- Official logo
- Directed by: Peter Atencio
- Written by: Kevin Burrows; Matt Mider;
- Produced by: Cale Boyter; Peter Atencio;
- Starring: Ryan Reynolds; Jason Momoa; Aubrey Plaza; Dan Levy; Vince Vaughn;
- Cinematography: Magdalena Górka
- Edited by: David Heinz
- Music by: Joseph Trapanese
- Production companies: Legendary Pictures; Maximum Effort; Prime Focus Studios;
- Distributed by: Warner Bros. Pictures
- Release date: January 22, 2027;
- Country: United States
- Language: English

= Animal Friends =

Upcoming film by Peter Atencio

Animal Friends is an upcoming American live-action animated adventure comedy film directed by Peter Atencio. The film features the voices of Ryan Reynolds and Jason Momoa, with Aubrey Plaza and Dan Levy in live-action roles.
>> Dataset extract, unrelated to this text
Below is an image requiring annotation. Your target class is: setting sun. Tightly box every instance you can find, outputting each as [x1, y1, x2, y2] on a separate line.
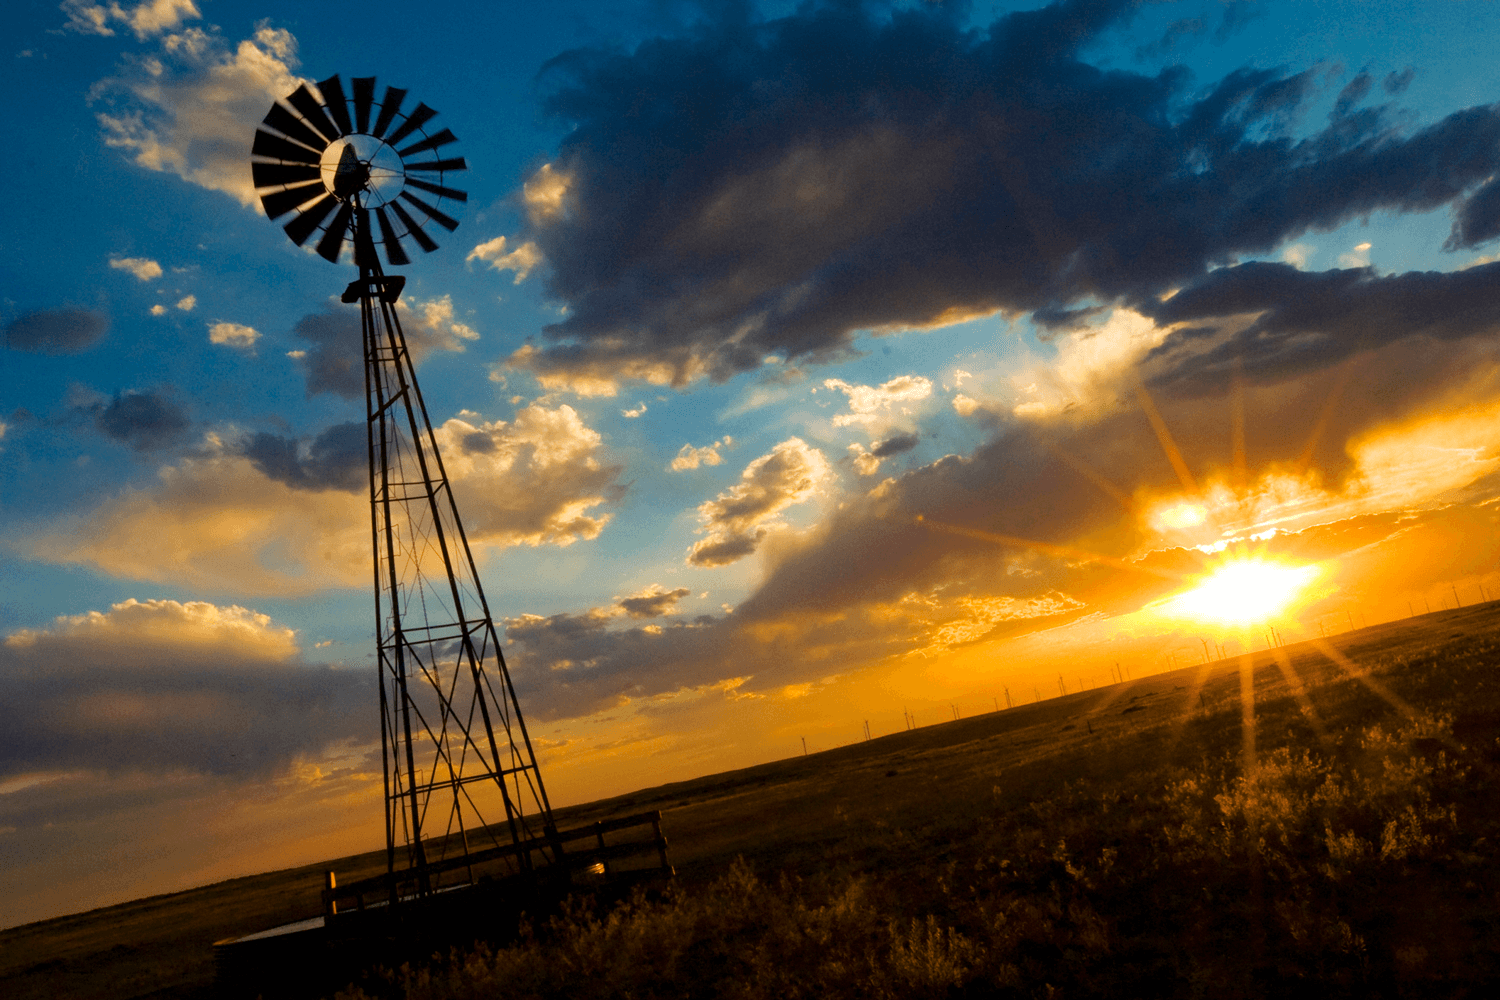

Animal Friends is scheduled to be released in the United States by Warner Bros. Pictures on January 22, 2027.

==Premise==
"Two fugitive animals, Pony (voiced by Ryan Reynolds) and Bear (voiced by Jason Momoa), hit the road on a cross-country adventure across America to return to the ranch that was once their home, healing their fractured friendship while being pursued by an equally 'odd-couple' DEA agent (Aubrey Plaza) and Fish & Wildlife ranger (Dan Levy) with something to prove."

==Cast==
- Ryan Reynolds as the voice of Pony
- Jason Momoa as the voice of Bear
- Aubrey Plaza as Billie, a DEA agent
- Dan Levy as a Fish & Wildlife ranger
- Vince Vaughn
- Addison Rae
- Eric André as TBA (voice)
- Lil Rel Howery as the voice of a bird
- Ellie Bamber as Patsy
- Rob Delaney
- Joaquim De Almeida
- Peter Atencio
- Javed Khan King

==Production==
The project was announced in April 2023, with Ryan Reynolds, Jason Momoa, Vince Vaughn and Aubrey Plaza announced to star, and Peter Atencio set to direct. Addison Rae would join the cast the following month. Dan Levy joined the cast in February 2024. Lil Rel Howery, Ellie Bamber, Joaquim De Almeida and Eric André would join the cast in the following months. In March 2025, Rob Delaney joined the cast.

DNEG announced the film had entered production in June 2023. One of the filming locations included Bulgaria. Filming concluded on April 17, 2024.

In July 2025, it was announced that Joseph Trapanese would compose the film's score.

==Release==
Animal Friends is scheduled to be released in the United States by Warner Bros. Pictures on January 22, 2027. It was originally scheduled to be released in the United States on August 15, 2025, by Sony Pictures Releasing under Columbia Pictures. It was later announced on December 9, 2024, that distribution rights had shifted to Warner Bros., which scheduled the film for a theatrical release on October 10, 2025. It was then pushed back to May 1, 2026, and then again to June 5, 2026, to take advantage of the summer season. It was finally pushed again to its January date, in order to accommodate the cast's availability to promote the film.